Anger didn’t move the behavior.
So the failure mode wasn’t about authority.
I’ve Had This Conversation Before
I don’t like talking about myself, but I have to here or this story doesn’t work.
I’m 52. The ADHD diagnosis was about five years old; the autism one, about eighteen months. So late-diagnosed AuDHD. The timing’s not unusual. Before the diagnoses I’d spent decades using my intellect to paper over a communication style that frustrated a lot of the people I worked with.
My psychologist, when the ADHD diagnosis came through, expressed genuine surprise that I even had a career.
Apparently my ADHD isn’t mild. The ASD diagnosis explained the rest of it.
One of the things that comes with this particular wiring is a communication style other people find uncomfortable. I’m literal. I’m precise. But I am not a robot. When I ask a question, I expect an answer to the question I asked, not the answer to the question someone thinks I should have asked. When I state a rule, I mean the rule. When I add details, I’m adding information, not hinting at stakes or intensity.
This has caused me problems my entire life. Coworkers, managers, family, friends, strangers on the internet.

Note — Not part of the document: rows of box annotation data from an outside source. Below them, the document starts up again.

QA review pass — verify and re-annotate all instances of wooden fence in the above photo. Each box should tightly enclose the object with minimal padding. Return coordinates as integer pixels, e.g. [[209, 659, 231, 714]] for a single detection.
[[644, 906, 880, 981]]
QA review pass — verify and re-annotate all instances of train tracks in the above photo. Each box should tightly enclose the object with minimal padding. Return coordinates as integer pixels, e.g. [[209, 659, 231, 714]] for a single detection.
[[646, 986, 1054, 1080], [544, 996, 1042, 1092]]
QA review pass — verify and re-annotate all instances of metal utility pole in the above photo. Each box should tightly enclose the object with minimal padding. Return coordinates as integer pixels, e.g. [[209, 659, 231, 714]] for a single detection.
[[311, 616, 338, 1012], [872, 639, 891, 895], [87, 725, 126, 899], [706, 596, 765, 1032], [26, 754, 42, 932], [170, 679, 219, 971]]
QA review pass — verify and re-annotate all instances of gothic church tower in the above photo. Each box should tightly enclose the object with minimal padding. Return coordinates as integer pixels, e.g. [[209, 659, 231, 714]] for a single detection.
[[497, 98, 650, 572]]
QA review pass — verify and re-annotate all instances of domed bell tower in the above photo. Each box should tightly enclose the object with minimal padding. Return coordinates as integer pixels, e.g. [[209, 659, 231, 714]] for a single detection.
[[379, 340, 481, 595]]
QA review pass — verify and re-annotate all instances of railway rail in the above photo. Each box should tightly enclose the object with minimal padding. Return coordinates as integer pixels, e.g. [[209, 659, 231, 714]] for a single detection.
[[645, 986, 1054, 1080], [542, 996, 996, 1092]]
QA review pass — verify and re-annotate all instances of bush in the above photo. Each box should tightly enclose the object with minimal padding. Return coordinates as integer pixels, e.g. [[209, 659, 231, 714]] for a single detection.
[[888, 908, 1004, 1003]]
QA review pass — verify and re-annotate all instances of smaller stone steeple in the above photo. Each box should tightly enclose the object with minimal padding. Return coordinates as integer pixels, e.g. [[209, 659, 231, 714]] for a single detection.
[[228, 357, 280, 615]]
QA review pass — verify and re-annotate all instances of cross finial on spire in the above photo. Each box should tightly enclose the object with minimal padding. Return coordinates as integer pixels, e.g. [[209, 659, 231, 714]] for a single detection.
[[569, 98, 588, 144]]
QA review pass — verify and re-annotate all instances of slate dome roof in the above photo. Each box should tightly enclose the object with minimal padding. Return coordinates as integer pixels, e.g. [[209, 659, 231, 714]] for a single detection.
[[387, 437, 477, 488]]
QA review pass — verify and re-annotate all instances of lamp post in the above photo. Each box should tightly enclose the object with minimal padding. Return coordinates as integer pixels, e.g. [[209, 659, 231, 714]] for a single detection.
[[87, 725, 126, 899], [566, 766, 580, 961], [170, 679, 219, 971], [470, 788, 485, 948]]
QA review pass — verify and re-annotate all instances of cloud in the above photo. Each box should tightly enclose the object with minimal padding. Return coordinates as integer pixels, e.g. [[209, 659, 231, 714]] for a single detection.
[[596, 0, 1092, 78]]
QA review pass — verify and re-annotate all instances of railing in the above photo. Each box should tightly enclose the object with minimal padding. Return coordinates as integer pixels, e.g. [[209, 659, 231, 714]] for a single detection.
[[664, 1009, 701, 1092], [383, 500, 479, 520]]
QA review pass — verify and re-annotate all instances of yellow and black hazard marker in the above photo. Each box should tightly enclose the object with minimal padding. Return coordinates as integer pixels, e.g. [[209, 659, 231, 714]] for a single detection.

A recurring experience: I say something explicit, the other person hears something implicit. They respond to the implicit thing. I point out that the implicit thing is not what I said. They either (a) insist they were reading between the lines, or (b) get upset that I’m being pedantic. The conversation never recovers.
Eight hours in. 4 a.m. on a Saturday. Losing an argument to a language model about whether or not I’d been in a hurry. That’s when I recognized the pattern. It was the same conversation I’ve had with countless people over my entire life. Not an analogous conversation. The same one.
Three Clusters Walk Into a Communication Study
There’s a concept from autism research called the double empathy problem.1 The argument is that communication breakdowns between autistic and non-autistic people aren’t a one-sided failure of autistic people to “get” social norms. They’re a two-sided mismatch. Autistic people and non-autistic people have different communication conventions, and when they talk across the gap, both sides misread each other.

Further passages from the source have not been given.